Folglich tut man, wenn man verhindern will, dass die Festlegung der zugelassenen Meinung zum Kriegsschauplatz von Ideologen und Glaubenskriegern wird, die unterdrücken wollen, was ihnen nicht passt, gut daran, die Finger von der Meinungsfreiheit zu lassen und alles zuzulassen, was als angebliche Meinung daherkommt.

Diese Konsequenz ist nicht nur der Einsicht geschuldet, dass Einschränkungen in Meinungsfreiheit notwendig deren Abschaffung zur Folge haben, sondern auch der Überzeugung, dass dumme oder beleidigende Meinungen, die nicht begründet sind, im Wettbewerb der Meinungen schnell ausgeschieden werden und entsprechend in der Bedeutungslosigkeit verschwinden. Hinzu gesellt sich ein Argument des gesunden Menschenverstandes, denn Worte richten in der Regel keinen Schaden an. Den Schaden richtet immer Menschen an, die dann, wenn sie zur Rechenschaft gezogen werden, zuweilen als Entschuldigung für sich anführen, sie seien von Worten verführt worden. Das ist natürlich Unsinn, es sei denn, man gibt neben der Idee der Freiheit auch gleich die Idee eines menschlichen Willens auf.

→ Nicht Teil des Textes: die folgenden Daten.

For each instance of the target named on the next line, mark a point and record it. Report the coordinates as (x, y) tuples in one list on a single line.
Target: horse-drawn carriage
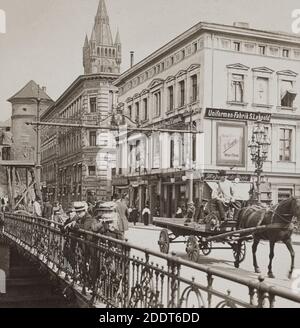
[(252, 222), (201, 236)]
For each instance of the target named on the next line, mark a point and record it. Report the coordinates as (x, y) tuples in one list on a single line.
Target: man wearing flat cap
[(224, 194)]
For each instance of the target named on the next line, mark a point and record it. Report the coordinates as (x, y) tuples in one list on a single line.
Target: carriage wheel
[(239, 252), (164, 242), (192, 249), (206, 247)]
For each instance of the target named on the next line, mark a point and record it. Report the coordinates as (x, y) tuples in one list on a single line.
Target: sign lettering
[(225, 114)]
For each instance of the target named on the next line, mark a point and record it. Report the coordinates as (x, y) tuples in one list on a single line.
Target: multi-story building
[(77, 161), (216, 78)]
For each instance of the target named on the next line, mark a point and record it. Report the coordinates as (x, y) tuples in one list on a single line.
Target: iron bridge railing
[(117, 274)]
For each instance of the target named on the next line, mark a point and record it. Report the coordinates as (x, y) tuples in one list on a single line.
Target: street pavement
[(147, 237)]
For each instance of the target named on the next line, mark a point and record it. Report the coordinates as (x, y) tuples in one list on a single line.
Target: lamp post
[(259, 147)]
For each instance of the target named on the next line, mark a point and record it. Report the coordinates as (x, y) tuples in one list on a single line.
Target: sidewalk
[(141, 226)]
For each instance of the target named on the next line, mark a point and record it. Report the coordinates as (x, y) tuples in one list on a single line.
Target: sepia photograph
[(149, 156)]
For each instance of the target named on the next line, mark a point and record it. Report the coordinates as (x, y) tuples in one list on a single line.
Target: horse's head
[(296, 207)]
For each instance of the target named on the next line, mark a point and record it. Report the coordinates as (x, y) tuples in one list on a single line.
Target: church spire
[(86, 42), (102, 28), (118, 40), (102, 11), (101, 54)]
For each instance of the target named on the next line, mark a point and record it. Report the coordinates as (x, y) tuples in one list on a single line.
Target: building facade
[(217, 80), (24, 109), (78, 161)]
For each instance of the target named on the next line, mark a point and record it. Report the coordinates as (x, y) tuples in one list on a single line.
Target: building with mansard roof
[(218, 79), (77, 162)]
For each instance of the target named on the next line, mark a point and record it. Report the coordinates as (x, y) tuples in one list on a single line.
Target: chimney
[(131, 58), (241, 24)]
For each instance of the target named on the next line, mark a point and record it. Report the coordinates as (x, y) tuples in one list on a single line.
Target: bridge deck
[(20, 164)]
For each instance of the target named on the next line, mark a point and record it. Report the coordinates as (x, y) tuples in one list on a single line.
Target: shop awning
[(241, 190)]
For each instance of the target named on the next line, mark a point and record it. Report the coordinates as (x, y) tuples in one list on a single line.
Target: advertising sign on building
[(236, 115)]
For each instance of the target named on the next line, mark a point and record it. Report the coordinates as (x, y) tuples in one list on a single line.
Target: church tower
[(100, 53)]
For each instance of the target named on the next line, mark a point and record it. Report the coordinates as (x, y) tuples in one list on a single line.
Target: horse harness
[(288, 224)]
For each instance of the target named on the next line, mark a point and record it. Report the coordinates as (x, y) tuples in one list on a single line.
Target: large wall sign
[(230, 144), (236, 115)]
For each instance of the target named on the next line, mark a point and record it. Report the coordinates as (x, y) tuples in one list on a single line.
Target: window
[(157, 103), (93, 105), (194, 88), (237, 88), (130, 111), (262, 50), (284, 194), (262, 91), (156, 151), (172, 153), (145, 104), (137, 112), (194, 148), (195, 46), (182, 93), (287, 94), (183, 53), (92, 171), (285, 53), (285, 145), (111, 100), (93, 139), (237, 46), (171, 98)]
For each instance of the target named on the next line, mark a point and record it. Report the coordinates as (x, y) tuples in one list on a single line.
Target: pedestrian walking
[(123, 214), (37, 208), (146, 215)]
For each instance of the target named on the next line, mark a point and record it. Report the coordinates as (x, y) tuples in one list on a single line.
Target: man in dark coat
[(47, 209)]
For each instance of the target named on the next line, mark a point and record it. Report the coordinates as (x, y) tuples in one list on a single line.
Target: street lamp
[(259, 147)]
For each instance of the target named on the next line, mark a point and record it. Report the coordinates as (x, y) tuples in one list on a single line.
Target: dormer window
[(262, 50), (237, 46), (288, 94)]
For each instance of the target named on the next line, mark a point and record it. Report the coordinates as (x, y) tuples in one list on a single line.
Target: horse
[(278, 220)]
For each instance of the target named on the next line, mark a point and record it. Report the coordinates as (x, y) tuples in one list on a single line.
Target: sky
[(44, 38)]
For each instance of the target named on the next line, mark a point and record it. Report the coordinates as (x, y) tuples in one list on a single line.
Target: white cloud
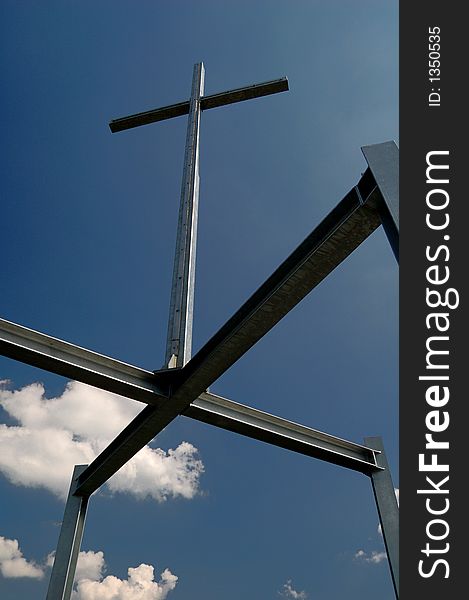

Als Konsequenz müssen Liberale bereit sein, beleidigende und dumme Meinungen im Diskurs nicht nur zuzulassen, sondern auch zu tolerieren, d.h. man muss mit Meinungen leben, die beleidigend sind, die zu Gewalt aufrufen, die anzüglich sind, die man als empörend einordnet. Man kann Freiheit eben nicht parzellieren. Es gibt nur Freiheit oder keine Freiheit.

Nun hat man in Deutschland schon vor längerer Zeit die Büchse der Pandora geöffnet, zugelassene Meinungen definiert und nicht zugelassene ausgeschieden. Als Ergebnis stellen sich nicht nur regelmäßig neue Forderungen ein, doch die eine oder andere Meinungsäußerung zu verbieten, auch die Idee der freien Meinungsäußerung hat gelitten, erodiert in Deutschland, so dass man sagen könnte, das Land befindet sich auf dem Weg von einer zumindest in Ansätzen liberalen zu einer autokratischen Demokratie.

Ergebnisse, die das PEW-Research Center gerade veröffentlicht hat, unterstützen diese Folgerung.

Die dortigen Sozialforscher nehmen Sozialforschung insofern ernst, als sie in der Regel nicht nur Fragen stellen, wie man sie als Fragen von der Stange von Umfrageinstituten zugemutet bekommt. Sie fragen auch unbequem, politisch unkorrekt und entwickeln harte Tests, z.B. im Hinblick auf die Verbreitung und die Akzeptanz von Meinungsfreiheit.

So haben Sie in etlichen Ländern in der Regel 1000 Erwachsene die folgende Frage gefragt:

Bürger sollten in der Lage sein, Meinungen zu äußern in denen

  • sie die Regierung kritisieren;
  • sie Minderheiten beleidigen;
  • sie Glaubensgruppen beleidigen;
  • sie anzügliche Äußerungen machen;
  • sie zu gewalttätigen Protesten aufrufen;

Die Befragten hatten die Möglichkeit, die einzelnen Aussagen zu bejahen oder zu verneinen.

Diese Befragung ist in der Tat ein Lackmustest des Liberalismus. Wir haben 15 Länder aus der Befragung herausgenommen und die Prozentwerte derjenigen, die die fünf Aussagen jeweils bejahen, addiert. Als Resultat ergibt sich eine Skala von 0 bis 500 und das in der folgenden Abbildung dargestellte Ergebnis.

Freie Meinungsaeusserung

Am liberalsten ist die Haltung der US-Amerikaner zum Recht auf freie Meinungsäußerung. Im Kanon der Länder ist Deutschland Russland und der Türkei näher als den USA und weniger liberal als Länder wie Polen, Tansania, Nigeria oder Chile. Insofern man bei den genannten Ländern gerne von Schwellen- bzw. Entwicklungsländern spricht, wäre der Schluss aus der Abbildung wohl, dass Deutschland sich auf der Schwelle zum Entwicklungsland im Hinblick auf das Recht auf Freie Meinungsäußerung befindet, auf dem Übergang von der liberalen zur autokratischen Demokratie.

Wike, Richard & Simmons, Katie (2015). Global Support for Principle of Free Expression, but Opposition to Some Forms of Speech. Americans Especially Likely to Embrace Individual Liberties. Washington: PEW-Research Center.